Last week I had lunch with a prospective client in the Oil and Gas industry who spent a number of years with BP, mainly in their Community Relations department. The topic of conversation quickly shifted to their efforts to install what could be a controversial plant in the Southern Texas area. I asked him what they were doing to meet any “resistance” from the community towards the project. Fully expecting him to say they were hosting a series of “town hall” type meetings, he surprised me by instead saying they were asking local residents to host “dinner parties” at their homes so the company could share information with the community in a less formal setting.
The client said, even somewhat surprisingly to him, the dinner parties were an instant success. Community members felt going to their neighbors homes was a much “safer” forum to meet with the company and hear about its plans than going to the usual civic center or school and enduring through a 2-3 hour meeting and its countless speakers from both the company and local governments.

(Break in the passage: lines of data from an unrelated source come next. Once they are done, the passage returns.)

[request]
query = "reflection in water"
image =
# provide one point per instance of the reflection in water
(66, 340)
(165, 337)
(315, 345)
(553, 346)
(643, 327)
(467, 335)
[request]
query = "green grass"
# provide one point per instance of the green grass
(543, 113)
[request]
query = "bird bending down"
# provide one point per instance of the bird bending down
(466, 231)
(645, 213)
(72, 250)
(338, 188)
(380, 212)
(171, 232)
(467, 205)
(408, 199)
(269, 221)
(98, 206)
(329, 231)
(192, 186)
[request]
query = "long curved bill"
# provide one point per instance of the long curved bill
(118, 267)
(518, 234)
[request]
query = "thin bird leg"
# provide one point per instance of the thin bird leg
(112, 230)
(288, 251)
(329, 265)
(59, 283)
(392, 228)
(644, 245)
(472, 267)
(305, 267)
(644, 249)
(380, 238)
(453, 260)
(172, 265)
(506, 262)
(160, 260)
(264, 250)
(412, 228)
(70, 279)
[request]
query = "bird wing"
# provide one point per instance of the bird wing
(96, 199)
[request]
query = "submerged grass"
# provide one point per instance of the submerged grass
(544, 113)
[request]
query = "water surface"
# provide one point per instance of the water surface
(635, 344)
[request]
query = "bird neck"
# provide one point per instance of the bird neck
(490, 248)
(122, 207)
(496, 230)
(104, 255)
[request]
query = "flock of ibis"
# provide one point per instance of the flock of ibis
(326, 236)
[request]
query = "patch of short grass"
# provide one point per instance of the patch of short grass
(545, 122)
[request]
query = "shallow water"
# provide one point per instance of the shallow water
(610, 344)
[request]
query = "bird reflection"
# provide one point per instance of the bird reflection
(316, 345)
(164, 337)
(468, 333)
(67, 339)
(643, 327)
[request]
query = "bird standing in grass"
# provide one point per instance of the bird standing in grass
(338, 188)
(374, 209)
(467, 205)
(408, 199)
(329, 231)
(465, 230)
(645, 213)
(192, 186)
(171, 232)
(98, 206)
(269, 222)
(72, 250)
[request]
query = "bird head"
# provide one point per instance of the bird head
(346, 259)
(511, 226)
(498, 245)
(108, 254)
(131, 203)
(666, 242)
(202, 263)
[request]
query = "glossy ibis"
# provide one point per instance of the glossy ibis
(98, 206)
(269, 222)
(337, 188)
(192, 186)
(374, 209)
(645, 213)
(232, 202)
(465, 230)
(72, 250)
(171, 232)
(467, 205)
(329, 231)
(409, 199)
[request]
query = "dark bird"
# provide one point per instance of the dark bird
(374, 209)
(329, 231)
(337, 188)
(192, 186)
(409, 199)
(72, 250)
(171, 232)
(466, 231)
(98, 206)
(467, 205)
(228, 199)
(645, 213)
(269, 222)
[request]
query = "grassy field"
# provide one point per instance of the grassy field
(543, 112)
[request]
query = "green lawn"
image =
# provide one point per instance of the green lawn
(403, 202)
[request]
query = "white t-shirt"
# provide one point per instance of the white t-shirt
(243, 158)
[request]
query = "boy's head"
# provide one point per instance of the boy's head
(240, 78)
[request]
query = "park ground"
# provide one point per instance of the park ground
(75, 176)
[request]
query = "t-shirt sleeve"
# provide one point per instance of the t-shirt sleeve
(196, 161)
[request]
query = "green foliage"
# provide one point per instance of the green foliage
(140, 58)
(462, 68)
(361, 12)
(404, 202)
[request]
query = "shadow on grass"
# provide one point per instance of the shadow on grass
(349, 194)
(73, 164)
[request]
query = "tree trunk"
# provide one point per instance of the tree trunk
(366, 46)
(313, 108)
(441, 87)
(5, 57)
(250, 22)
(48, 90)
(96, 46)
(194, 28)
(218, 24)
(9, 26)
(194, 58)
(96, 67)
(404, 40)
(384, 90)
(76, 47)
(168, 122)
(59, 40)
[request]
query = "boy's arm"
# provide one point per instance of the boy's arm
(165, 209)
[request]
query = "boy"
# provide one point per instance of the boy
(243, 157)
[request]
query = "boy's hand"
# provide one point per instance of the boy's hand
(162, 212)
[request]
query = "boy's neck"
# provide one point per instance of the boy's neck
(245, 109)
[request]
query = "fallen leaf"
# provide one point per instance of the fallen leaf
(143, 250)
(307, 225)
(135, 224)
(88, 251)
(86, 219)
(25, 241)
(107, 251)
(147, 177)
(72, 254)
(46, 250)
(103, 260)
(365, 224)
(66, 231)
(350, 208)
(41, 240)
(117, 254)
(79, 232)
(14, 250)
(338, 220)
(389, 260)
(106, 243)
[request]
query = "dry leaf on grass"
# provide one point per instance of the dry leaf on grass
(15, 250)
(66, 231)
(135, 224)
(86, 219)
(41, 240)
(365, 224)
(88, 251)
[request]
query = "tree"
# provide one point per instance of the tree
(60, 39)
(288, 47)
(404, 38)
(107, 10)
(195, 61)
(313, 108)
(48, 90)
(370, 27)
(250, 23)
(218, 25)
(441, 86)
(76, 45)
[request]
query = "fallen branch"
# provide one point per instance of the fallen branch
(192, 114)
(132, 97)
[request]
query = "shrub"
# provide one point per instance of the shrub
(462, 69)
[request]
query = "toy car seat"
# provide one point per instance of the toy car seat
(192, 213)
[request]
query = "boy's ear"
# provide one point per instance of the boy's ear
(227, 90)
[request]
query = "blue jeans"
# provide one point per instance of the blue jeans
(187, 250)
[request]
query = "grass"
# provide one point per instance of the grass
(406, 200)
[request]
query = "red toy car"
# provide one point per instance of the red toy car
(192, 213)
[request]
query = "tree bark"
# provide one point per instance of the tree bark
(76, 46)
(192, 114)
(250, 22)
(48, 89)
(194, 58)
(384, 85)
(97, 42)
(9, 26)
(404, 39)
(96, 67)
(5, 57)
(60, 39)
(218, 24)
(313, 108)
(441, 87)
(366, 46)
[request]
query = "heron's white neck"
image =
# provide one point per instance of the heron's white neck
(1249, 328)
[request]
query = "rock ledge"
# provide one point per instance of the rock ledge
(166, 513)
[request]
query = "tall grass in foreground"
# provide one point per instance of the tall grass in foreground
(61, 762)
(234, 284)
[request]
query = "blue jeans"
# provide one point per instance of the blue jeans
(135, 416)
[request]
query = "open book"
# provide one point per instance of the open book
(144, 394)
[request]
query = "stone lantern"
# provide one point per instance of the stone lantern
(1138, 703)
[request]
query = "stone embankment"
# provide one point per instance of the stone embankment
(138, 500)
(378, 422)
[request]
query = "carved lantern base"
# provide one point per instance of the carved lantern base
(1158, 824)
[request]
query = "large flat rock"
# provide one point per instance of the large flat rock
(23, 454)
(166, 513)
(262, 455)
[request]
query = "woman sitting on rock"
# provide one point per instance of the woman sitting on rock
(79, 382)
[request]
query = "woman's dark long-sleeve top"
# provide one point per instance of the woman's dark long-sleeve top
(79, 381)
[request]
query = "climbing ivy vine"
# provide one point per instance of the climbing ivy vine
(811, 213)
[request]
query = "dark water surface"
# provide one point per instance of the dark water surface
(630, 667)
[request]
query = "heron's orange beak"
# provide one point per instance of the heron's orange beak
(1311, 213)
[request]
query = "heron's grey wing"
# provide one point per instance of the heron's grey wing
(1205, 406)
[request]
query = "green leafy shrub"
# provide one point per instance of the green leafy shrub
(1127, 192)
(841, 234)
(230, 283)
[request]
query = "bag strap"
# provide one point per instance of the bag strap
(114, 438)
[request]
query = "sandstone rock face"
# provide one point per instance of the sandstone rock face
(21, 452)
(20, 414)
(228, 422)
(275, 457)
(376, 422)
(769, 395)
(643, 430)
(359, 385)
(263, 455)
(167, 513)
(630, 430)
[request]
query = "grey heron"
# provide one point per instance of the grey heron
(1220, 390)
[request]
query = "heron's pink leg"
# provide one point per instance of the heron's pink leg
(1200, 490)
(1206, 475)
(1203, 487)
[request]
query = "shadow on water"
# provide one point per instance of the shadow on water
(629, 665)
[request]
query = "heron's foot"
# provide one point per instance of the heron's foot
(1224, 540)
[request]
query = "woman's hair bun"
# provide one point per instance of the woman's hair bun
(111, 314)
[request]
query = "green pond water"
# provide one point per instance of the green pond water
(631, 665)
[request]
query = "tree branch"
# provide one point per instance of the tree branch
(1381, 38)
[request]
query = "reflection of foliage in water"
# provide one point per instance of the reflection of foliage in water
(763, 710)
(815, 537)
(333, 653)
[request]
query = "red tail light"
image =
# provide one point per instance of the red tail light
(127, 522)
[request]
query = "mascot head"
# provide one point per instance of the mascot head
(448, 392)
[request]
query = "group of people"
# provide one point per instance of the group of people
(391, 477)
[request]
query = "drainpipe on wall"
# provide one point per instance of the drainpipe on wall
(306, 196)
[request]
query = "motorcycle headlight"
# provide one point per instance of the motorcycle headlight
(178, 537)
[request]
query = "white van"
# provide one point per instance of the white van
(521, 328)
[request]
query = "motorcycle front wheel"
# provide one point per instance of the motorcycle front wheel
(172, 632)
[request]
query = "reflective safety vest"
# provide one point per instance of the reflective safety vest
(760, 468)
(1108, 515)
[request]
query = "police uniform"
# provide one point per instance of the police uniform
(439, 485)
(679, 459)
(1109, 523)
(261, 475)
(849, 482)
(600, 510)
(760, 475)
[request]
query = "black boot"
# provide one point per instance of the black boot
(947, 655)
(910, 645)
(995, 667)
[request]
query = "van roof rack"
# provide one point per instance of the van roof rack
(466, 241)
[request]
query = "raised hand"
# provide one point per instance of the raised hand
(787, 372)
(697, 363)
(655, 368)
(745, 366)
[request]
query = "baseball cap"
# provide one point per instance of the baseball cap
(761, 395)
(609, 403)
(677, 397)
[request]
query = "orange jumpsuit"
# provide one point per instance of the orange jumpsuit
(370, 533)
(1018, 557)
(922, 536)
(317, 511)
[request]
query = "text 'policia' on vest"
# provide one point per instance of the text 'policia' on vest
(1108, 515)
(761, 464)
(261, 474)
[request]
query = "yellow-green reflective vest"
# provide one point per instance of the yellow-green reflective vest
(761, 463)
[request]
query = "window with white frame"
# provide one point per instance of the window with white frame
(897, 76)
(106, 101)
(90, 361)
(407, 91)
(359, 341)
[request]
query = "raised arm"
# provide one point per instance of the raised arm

This individual told me his person on the ground there in Southern Texas simply asked a few local residents if they would be willing to host the meetings and once they said “yes”, she then coordinated having food from a local restaurant brought in and she would then handle all the details regarding setup and cleanup.
Now sometimes the “town hall” is a company’s only choice, but either way, this novel concept of appealing to people’s stomachs sounded like a great way to either supplement or complement a company’s efforts to help inform the community of the benefits of what could become a controversial project.